Chemical Freight Flows in the 1940s and 1950s.

Prior to the mid 1970s or so, chemical freight flows were largely confined to individual cars or cuts of cars in the general merchandise trains that formed the vast bulk of the non-mineral freight flows at that time.

Chemical Freight Flows in the 1990s and 2000s

In the 1990s and 2000s, there were several flows of chemicals that justified the use of unit trains of chemical cars, either covered hoppers for bulk solids or tank cars for bulk liquids.

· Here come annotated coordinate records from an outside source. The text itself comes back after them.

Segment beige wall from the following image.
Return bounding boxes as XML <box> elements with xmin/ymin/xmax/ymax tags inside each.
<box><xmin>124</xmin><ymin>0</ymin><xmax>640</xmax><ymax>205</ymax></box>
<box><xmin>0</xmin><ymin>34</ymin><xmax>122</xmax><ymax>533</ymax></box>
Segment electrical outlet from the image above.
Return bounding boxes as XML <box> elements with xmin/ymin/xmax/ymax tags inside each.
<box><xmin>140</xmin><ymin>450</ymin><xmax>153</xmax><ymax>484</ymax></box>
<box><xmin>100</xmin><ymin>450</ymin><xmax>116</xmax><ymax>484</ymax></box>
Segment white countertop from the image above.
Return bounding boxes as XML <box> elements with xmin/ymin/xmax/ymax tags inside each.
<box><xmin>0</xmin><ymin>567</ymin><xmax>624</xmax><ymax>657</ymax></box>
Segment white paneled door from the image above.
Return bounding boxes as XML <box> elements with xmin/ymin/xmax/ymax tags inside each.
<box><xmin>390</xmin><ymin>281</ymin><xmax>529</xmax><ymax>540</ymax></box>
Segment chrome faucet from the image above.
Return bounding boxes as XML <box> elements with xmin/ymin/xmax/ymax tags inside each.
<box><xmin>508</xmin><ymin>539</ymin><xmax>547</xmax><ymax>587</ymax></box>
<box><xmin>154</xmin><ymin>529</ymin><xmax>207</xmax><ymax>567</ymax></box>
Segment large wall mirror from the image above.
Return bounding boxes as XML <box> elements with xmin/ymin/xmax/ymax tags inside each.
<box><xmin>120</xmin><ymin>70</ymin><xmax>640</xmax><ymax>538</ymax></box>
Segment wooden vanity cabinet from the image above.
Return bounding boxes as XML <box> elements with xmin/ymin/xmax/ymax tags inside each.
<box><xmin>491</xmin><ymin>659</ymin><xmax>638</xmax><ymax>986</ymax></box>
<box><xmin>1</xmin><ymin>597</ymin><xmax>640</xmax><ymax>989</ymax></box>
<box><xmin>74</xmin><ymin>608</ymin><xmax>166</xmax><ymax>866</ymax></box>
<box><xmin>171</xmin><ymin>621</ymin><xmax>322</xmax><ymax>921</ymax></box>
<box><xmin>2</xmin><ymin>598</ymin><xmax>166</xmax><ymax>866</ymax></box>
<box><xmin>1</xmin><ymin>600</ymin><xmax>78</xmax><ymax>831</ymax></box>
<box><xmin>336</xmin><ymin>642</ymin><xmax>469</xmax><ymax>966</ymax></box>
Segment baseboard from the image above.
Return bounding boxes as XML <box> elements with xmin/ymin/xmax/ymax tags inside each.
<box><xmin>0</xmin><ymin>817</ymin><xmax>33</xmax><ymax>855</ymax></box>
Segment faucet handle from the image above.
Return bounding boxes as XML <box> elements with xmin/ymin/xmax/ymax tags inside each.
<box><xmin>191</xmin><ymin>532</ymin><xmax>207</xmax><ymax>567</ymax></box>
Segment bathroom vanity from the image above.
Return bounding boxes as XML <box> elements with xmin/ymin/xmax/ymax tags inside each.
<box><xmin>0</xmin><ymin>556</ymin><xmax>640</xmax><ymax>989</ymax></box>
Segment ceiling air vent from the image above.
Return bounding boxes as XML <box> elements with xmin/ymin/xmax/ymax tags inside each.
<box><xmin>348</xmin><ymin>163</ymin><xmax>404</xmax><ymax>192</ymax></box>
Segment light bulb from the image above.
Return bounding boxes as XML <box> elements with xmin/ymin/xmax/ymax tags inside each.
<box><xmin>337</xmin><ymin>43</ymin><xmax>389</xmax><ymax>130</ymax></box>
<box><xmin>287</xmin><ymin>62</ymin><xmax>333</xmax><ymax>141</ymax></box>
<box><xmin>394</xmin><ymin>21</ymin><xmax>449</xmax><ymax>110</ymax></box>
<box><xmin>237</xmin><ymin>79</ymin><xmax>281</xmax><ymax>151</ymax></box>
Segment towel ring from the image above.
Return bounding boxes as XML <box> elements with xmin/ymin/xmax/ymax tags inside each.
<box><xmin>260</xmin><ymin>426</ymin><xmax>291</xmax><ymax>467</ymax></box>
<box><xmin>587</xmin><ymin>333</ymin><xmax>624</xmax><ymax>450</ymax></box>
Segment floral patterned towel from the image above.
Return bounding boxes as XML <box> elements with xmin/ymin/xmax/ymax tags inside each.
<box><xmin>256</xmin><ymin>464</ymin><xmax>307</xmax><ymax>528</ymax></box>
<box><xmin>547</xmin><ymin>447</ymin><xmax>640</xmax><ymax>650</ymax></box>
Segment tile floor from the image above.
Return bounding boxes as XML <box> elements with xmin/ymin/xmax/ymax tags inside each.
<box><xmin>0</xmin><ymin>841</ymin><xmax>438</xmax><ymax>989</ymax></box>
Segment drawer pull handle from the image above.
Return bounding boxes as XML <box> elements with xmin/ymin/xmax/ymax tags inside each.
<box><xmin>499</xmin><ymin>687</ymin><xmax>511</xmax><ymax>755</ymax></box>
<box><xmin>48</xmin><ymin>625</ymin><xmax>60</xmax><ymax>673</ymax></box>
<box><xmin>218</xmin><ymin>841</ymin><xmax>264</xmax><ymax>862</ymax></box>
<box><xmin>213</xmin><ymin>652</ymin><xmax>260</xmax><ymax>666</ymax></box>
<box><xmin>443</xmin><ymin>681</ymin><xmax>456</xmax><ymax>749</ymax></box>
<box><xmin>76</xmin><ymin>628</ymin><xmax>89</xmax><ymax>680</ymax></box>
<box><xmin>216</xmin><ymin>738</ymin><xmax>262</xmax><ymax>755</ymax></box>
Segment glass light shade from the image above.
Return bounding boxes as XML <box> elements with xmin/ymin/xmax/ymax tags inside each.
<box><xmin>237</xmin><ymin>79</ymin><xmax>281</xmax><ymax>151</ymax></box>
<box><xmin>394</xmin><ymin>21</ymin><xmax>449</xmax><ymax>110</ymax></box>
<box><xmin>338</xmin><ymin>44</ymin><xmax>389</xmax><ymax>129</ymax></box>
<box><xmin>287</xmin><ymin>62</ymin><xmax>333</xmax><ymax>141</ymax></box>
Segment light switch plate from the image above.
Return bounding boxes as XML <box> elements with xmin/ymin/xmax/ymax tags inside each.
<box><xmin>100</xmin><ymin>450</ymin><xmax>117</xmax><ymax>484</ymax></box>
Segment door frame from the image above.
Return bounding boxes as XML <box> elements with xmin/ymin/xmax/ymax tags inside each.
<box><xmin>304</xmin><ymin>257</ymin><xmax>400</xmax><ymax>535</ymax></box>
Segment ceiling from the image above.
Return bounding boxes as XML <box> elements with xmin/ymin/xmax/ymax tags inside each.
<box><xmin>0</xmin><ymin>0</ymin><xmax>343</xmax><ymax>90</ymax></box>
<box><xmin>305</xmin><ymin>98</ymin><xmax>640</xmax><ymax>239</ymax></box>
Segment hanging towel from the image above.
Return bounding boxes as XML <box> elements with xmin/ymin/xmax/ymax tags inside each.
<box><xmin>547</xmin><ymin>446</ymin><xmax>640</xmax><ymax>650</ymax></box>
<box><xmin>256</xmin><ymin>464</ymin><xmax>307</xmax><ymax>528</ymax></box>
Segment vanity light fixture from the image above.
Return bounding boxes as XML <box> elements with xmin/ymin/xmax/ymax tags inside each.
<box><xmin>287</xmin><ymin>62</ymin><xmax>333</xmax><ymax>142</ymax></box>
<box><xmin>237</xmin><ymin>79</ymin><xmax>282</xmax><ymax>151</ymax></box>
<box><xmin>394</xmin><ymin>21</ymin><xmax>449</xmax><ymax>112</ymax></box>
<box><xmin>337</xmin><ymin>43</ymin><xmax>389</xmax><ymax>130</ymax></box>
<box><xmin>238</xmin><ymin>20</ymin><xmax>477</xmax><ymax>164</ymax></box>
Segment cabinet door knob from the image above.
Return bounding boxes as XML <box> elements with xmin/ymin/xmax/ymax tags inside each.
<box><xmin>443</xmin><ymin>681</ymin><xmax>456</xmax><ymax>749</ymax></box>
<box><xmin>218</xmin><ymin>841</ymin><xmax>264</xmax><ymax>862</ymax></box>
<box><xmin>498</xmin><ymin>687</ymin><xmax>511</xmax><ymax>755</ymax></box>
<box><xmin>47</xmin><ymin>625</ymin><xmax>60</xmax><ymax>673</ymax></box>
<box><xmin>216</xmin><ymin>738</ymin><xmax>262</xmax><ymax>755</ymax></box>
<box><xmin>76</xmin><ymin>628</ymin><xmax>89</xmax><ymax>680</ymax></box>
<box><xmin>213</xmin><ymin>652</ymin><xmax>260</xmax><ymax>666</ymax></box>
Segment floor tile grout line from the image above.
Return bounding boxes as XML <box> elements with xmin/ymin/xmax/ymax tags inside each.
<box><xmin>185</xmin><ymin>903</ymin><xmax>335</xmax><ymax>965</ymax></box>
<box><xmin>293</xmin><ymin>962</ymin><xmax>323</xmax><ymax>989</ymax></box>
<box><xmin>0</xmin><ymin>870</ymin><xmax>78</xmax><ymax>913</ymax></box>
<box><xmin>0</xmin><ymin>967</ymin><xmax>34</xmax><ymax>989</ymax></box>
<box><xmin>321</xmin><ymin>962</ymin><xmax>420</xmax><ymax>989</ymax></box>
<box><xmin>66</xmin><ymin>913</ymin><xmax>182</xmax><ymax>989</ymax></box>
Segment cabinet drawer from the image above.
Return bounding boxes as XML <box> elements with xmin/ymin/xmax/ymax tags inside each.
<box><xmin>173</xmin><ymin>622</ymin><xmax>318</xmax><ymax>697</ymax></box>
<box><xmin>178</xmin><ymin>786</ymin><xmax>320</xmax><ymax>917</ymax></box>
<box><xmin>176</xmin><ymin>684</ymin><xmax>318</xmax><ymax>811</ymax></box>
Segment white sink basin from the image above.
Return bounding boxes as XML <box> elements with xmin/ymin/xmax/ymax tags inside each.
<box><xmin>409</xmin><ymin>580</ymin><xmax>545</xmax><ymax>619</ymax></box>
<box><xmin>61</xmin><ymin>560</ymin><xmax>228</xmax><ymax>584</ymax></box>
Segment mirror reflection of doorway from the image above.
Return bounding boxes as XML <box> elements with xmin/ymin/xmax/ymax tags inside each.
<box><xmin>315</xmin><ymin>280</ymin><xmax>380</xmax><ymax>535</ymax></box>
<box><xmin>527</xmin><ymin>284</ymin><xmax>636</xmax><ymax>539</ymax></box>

Most of these flows were between the Chemical Coast of Texas/Louisiana and the (smaller) Chemical Coast of New Jersey.

Union Pacific

The Union Pacific portion of these traffic flows starts on the Chemical Coast in the Houston area, using the directional trackage of the northbound Texas Eagle Route (from/to Palestine) and the southbound Cotton Belt  (from/to Corsicana) north into Illinois, where, since the UP/SP merger, all such trains take the former C&EI line to its connection with the (former) Conrail routing east from St. Louis at St. Elmo, IL. (Prior to the merger, SP trains on the Cotton Belt line would connect with Conrail in East St. Louis.)

Former Conrail

From East  St. Louis or St. Elmo, chemical trains head east to Indianapolis on the (now CSX) St. Louis Line, then onwards on the (now CSX) Indianapolis Line. In Conrail days, chemical trains might take either route at Crestline, using either the former PRR route through Pittsburgh and Harrisburg, or the former New York Central route through Cleveland and Buffalo to Selkirk, and then down the West Shore Line, in both cases, reaching the same points on the New Jersey Chemical Coast. Since the split of Conrail into CSX and NS segments, the former routing is now NS, and CSX tends to keep the chemical trains to itself on the routing through Selkirk.